Neales Flat is a rural locality southeast of Eudunda in the Mid North region in South Australia. It is in the Regional Council of Goyder local government area, the South Australian House of Assembly electoral district of Stuart and the Australian House of Representatives Division of Grey.

Nomenclature 
The District of Neales was named in honour of John Bentham Neales, a politician regarded as the "Father of Mining" in South Australia.

History
Neales Flat once had three Lutheran churches. They have combined and only one congregation continues, and combines services with the church at nearby Peep Hill. It is now part of the "Eudunda Robertstown Lutheran Parish", which includes Lutheran churches at Robertstown, Point Pass, Geranium Plains, Eudunda, Neales Flat and Peep Hill.

The first Lutheran people in the district were from the Immannuel Synod and met in homes from 1871, building St Stephan's Lutheran Church in 1874. The congregation of St Paul built its own building a few kilometres further west, also in 1874, followed by a larger building next door (north side) in 1893 with the original building used as a school.

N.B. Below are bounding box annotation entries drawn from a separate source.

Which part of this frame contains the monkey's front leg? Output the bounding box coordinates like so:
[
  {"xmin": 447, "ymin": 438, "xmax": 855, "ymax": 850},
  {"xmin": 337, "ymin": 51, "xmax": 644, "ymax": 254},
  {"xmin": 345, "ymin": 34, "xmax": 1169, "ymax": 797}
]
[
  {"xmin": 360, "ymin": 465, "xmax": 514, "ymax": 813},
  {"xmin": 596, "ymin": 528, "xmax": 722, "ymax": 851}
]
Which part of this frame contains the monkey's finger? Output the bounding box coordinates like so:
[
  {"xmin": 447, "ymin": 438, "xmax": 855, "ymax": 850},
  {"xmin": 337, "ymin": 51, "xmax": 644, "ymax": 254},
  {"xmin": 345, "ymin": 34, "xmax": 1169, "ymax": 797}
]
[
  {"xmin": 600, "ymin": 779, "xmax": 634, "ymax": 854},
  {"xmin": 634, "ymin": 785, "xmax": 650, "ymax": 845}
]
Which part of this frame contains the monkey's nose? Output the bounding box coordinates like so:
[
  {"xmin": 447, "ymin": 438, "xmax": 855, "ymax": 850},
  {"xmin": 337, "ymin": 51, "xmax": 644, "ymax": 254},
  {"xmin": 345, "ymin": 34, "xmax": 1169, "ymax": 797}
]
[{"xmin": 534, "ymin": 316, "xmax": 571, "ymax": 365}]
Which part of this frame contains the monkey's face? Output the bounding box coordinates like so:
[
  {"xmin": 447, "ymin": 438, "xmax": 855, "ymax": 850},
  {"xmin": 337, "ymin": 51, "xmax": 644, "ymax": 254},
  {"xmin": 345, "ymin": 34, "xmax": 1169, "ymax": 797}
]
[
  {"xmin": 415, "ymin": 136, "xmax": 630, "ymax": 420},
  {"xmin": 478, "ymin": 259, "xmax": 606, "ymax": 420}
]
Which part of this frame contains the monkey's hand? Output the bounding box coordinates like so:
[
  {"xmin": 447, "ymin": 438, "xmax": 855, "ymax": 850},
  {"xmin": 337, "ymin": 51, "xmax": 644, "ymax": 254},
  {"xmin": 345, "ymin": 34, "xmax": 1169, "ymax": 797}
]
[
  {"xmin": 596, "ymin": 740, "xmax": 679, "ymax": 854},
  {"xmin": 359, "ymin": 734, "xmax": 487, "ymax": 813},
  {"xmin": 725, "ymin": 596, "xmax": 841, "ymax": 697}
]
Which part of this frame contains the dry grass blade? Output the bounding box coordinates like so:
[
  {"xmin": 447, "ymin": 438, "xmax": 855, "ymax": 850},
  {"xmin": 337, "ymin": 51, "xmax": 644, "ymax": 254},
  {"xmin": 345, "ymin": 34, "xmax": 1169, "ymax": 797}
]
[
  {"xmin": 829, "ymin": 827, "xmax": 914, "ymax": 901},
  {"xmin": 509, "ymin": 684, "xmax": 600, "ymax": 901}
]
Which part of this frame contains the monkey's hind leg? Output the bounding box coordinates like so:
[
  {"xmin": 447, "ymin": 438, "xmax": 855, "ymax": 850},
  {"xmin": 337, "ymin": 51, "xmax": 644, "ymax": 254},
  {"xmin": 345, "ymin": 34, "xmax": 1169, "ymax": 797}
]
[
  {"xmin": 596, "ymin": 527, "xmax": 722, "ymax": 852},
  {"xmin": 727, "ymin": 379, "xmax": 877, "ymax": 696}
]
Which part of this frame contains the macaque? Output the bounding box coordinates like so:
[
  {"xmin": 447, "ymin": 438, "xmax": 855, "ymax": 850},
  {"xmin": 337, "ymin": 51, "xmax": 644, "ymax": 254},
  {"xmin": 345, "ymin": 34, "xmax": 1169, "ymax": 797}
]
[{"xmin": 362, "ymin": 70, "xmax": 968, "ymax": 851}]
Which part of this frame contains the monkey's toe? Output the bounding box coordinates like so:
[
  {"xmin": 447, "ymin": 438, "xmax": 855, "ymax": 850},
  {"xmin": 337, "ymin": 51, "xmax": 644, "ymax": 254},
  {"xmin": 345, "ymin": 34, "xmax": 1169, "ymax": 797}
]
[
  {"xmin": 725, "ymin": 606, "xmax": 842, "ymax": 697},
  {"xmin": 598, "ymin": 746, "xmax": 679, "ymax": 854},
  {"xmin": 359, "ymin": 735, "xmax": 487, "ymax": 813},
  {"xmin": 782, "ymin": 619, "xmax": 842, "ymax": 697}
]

The school became a government school in 1917 and closed in 1942. The school building was used by the St John's congregation from 1894 until that congregation built its own building in 1912 immediately south of the school. With union of the Synods in 1967, St John's and St Paul's combined in the St Paul's building as Trinity Lutheran Church. In 2009, St Stephan's merged with Trinity and formed Neales Flat Lutheran Church, meeting in the reconsecrated St John's building.  A single cemetery lies behind these two church buildings. A separate cemetery is near St Stephan's church, which has been sold.